When we’re faced with the incredible dismay and powerlessness of the poor we exclaim with incredulous passion ‘Where is God’? In response to this God asks us ‘where are you’? Once we realize our place in the drama of poverty-alleviation we have to ask the piercing questions of why we’re helping and if our ‘helping’ is in fact helpful.

Thoreau once exclaimed that if he knew that a certain man, “… was coming to my house with the conscious design of doing me good, I should run for my life … for fear that I should get some of his good done to me.”

When we get involved with the poor we have to be reflective towards our motivation. Are we only helping the poor in order to receive divine approval? Or to feel good about ourselves, and make this world a better place? Is our motivation due to pity or maybe compassion? It may be that our foundational drive could be described as a process of ridding ourselves from an ever present guilt; a sort of penance. For most of us, at least those who are honest, a mixture of the above with some of our own personal neurosis will be the case.

Although our motivation has to be assessed we have to face a most basic and primal danger. We should avoid ‘using the poor’ at all cost! When we reduce the poor to a utility for our salvation and growth then we do them the ultimate disservice. Even if our acts towards them are seen as good, nothing will make up for dehumanizing them into objects of our growth, tools for our own betterment. I think this is what Thoreau dreaded. No-one wants to be someone’s project! The danger is to help someone in a dilapidating manner.

Philanthropy has the potential of immense good and yet it can crush the souls of the recipients when it’s mixed with the ingredients of a new-colonialism or an insistence on superiority of race and pride; the ancient injunction to ‘love our neighbour as ourselves’ wrongly understood will eventually produce the inevitable diabolical result of dehumanizing others. I’m not proposing that we should stop helping, only that we should consider what this ‘loving of others’ really means.

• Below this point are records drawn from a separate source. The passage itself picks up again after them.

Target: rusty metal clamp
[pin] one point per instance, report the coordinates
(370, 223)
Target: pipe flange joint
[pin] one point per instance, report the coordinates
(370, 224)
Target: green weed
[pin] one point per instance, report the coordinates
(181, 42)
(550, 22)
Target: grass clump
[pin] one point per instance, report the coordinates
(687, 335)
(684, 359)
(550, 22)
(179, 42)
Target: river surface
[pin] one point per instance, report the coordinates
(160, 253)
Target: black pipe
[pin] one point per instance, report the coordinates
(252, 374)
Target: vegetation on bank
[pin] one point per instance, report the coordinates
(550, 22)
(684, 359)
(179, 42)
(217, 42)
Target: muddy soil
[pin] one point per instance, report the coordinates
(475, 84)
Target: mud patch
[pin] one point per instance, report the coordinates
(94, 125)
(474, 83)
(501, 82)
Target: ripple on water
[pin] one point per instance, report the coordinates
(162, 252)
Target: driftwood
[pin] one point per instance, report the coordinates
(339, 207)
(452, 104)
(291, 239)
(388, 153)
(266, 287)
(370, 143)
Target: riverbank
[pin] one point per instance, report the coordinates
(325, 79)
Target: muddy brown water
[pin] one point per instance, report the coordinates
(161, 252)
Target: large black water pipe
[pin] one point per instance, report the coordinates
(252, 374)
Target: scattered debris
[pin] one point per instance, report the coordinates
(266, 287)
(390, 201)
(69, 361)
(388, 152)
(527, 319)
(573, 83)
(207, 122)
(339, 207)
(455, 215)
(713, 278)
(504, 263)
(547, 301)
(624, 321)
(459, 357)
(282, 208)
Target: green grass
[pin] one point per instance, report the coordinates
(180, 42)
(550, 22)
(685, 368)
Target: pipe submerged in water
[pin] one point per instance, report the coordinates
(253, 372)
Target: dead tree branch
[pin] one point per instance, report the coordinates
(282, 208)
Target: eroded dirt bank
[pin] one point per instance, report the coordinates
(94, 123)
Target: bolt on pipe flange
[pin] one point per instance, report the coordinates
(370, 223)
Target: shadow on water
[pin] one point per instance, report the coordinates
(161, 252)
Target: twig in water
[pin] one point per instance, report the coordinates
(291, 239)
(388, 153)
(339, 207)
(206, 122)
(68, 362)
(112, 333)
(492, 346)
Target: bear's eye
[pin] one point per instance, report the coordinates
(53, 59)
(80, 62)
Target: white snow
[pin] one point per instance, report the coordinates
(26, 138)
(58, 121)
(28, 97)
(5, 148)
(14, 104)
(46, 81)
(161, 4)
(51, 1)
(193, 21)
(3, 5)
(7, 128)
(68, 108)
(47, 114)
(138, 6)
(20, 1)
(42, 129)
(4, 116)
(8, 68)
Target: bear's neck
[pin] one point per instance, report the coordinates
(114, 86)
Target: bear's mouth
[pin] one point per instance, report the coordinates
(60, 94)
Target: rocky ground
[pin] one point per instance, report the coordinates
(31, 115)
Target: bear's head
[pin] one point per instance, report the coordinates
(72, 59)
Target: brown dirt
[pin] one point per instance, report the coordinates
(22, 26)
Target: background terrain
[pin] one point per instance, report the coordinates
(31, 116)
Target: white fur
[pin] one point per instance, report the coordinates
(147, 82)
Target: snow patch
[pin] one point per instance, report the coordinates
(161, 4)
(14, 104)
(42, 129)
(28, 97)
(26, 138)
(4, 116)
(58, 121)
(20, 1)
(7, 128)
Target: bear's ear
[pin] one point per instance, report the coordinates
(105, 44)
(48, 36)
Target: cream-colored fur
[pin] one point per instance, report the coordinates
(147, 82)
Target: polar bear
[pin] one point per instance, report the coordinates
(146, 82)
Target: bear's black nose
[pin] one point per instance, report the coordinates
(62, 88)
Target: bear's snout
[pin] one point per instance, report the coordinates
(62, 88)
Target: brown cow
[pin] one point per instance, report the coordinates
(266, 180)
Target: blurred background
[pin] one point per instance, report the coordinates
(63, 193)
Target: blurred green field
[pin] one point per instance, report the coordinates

The origin of the word philanthropy can be traced to two Greek words. The first is phileo – brotherly love. The second is anthropos – human being. The compound of these words can serve as brackets to keep our help confined to helpfulness. When one moves away from loving or seeing someone as a human being philanthropy changes into an unhelpful activity.

When one really helps the realization of shared humanity can facilitate in eradicating the one-sided direction of dehumanizing acts of philanthropy. This is aptly summed up in the statement ‘help me to help you’ and ‘help for self-help.’ When this happens the poor and the non-poor are both healed. The poor can reclaim their identity in God and the non-poor can shed their insistence on playing god.